Often gait data are available as part of human activity data sets12,13,14,15 and hence they rarely contain ground truth information for the segmentation of single steps. These data sets provide lower body IMU data and sometimes include FSR data to provide ground truth for step segmentation. There are only a few dedicated human walk data sets that show walking in natural outdoor environments16,17,18. The focus is on walking speed variation and measurement of different walk patterns in isolation.
We aimed to create a richly annotated gait data set of natural, everyday walk scenarios requiring continuous walking of 5 to 15 minutes that naturally contain diverse gait patterns such as level walking, walking up/down ramps and stairs, as well as the corresponding transitions in between. In particular, the recordings include the natural interaction with other pedestrians and cyclists that affect the subjects’ gait behavior. We provide whole-body data from 17 IMU sensors to enable a wide variety of motion modeling. Additionally, we include plantar foot pressure data that yield accurate foot contact information and may be used independently from the IMU data.
The data set consists of 9 hours of gait data recorded from 20 healthy subjects. They walked across three different courses in a public area around a suburban train station. A single repetition of each course required several minutes of walking and captured many common elements such as straight and curvy passages, slopes, stairs, and pavements. We annotated the walking mode, e.g., regular walk, climb/descend stairs, ascend/descend slopes, interactions with other pedestrians/cyclists, curves and turnarounds, as well as terrain segments. The timings of heel strike and toe-off events are provided as well.

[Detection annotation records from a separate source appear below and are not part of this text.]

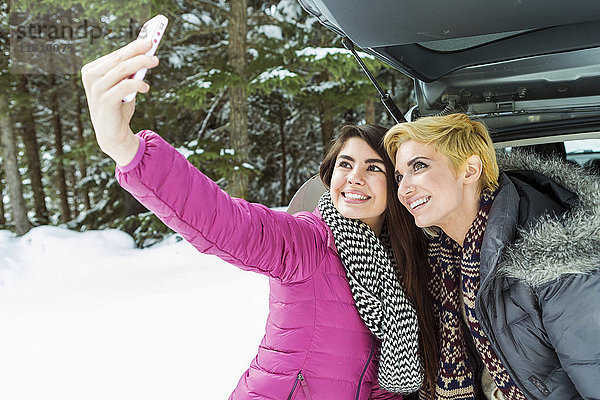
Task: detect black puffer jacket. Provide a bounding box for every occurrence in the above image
[475,152,600,400]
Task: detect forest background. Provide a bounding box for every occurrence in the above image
[0,0,414,247]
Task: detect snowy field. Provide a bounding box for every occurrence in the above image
[0,226,268,400]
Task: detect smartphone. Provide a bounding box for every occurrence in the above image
[123,14,169,103]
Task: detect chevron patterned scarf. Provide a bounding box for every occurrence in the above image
[420,192,525,400]
[319,192,423,393]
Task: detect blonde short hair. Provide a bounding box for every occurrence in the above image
[384,114,500,192]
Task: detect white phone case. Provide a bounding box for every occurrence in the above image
[123,14,169,103]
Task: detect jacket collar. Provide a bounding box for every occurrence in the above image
[481,150,600,287]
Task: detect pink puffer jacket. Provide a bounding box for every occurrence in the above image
[116,130,402,400]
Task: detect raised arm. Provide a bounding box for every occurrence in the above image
[81,40,328,280]
[116,131,328,281]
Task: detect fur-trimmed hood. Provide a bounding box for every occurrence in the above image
[486,150,600,287]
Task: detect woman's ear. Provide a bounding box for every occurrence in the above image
[464,155,483,184]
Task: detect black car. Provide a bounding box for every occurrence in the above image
[288,0,600,212]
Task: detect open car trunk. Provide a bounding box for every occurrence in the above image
[299,0,600,142]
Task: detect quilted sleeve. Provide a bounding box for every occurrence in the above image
[116,130,328,282]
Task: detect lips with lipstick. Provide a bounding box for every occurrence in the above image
[408,196,431,210]
[342,192,371,201]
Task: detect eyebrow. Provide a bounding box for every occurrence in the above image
[338,154,385,165]
[406,156,431,167]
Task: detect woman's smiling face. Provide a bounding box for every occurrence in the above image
[394,140,472,233]
[329,137,387,234]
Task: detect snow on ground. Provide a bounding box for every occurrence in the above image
[0,226,268,400]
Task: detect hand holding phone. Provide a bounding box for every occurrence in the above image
[123,14,169,103]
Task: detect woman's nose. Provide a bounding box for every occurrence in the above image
[398,178,415,197]
[346,169,365,185]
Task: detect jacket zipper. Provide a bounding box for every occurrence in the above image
[356,338,375,400]
[287,371,312,400]
[298,371,312,400]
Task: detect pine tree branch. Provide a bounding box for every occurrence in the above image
[191,0,230,13]
[172,26,227,46]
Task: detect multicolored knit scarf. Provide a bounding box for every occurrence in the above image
[319,191,423,393]
[420,192,525,400]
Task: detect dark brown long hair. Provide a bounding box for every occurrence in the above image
[319,125,440,389]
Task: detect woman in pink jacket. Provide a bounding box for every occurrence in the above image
[82,41,430,400]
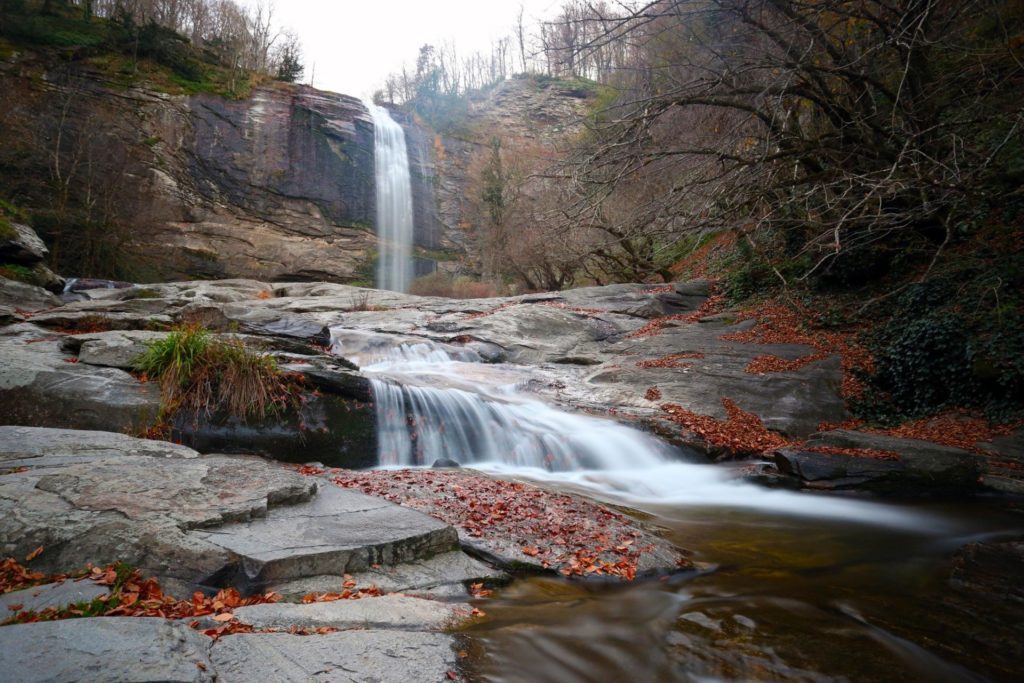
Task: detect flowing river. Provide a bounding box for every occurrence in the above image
[335,331,1024,682]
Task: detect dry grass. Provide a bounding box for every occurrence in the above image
[135,325,301,420]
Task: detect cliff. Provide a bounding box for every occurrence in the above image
[0,52,387,282]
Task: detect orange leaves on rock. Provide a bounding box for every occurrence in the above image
[743,351,830,375]
[626,294,725,339]
[637,351,703,369]
[801,445,899,460]
[662,398,788,455]
[722,300,874,398]
[332,470,671,581]
[865,411,1024,452]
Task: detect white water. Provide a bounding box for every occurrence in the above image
[334,330,945,532]
[365,101,413,292]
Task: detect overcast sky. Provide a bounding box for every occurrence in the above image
[248,0,561,97]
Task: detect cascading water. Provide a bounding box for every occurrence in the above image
[365,102,413,292]
[334,330,936,528]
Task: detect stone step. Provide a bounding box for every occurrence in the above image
[188,486,459,590]
[268,551,511,600]
[233,595,471,631]
[211,631,458,683]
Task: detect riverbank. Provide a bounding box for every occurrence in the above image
[0,255,1020,680]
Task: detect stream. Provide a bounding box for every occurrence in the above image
[334,330,1024,682]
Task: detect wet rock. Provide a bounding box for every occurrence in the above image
[190,486,458,586]
[0,325,160,431]
[211,631,457,683]
[0,221,50,265]
[269,551,510,600]
[775,430,982,495]
[171,393,377,468]
[0,616,217,683]
[234,595,470,631]
[0,278,62,311]
[431,458,462,470]
[61,330,168,370]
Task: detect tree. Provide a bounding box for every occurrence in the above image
[546,0,1024,282]
[271,31,305,83]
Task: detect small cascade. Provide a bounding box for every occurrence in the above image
[365,101,413,292]
[333,329,937,529]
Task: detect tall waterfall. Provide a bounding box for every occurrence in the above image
[365,101,413,292]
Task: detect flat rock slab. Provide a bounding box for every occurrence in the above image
[775,429,983,495]
[0,426,199,467]
[0,427,316,597]
[234,595,470,631]
[62,330,169,370]
[211,631,456,683]
[0,616,214,683]
[190,486,458,586]
[332,469,693,581]
[0,324,160,432]
[0,579,111,615]
[270,551,510,600]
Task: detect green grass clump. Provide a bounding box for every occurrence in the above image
[0,263,38,285]
[135,325,301,420]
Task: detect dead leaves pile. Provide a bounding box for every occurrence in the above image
[332,470,679,581]
[0,548,281,638]
[626,294,725,339]
[662,398,788,456]
[722,300,874,398]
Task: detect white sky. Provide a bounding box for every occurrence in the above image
[247,0,561,97]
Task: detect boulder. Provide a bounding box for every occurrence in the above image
[775,430,982,495]
[0,324,160,432]
[0,278,62,311]
[0,221,50,265]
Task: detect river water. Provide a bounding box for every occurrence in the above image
[335,333,1024,682]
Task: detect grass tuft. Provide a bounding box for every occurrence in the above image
[135,325,301,420]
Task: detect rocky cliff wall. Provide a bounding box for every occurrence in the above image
[0,54,439,282]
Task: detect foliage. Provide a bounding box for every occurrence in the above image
[135,325,301,420]
[0,263,39,285]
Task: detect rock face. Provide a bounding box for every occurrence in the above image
[0,58,437,284]
[0,616,217,683]
[775,430,983,494]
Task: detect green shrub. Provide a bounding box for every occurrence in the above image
[135,326,301,420]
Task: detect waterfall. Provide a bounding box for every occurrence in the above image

Another unique feature of our data set is the usage of a mobile eye tracker to record the gaze behavior of our participants during walking. Humans extensively use visual information of the environment for strategic control planning19. For instance, they adapt their gait speed and gaze angle to the complexity of the environment20. Spatio-temporal visual information is essential for proper foot positioning on complex surfaces21. Thus gaze may serve as an indicator of human intention during walking22 as well as an estimator of fall risk23,24,25,26. To our knowledge, this data set is the first publicly available database that provides gait motion data together with the corresponding visual behavior. In particular, the data allows the estimation of the gaze trajectory by combining the gaze position with the head orientation. As gaze is known to be an early predictor of human intention27,28, we think that the analysis of gaze patterns as a predictive signal for the anticipation of walk mode transitions provides an exciting research opportunity.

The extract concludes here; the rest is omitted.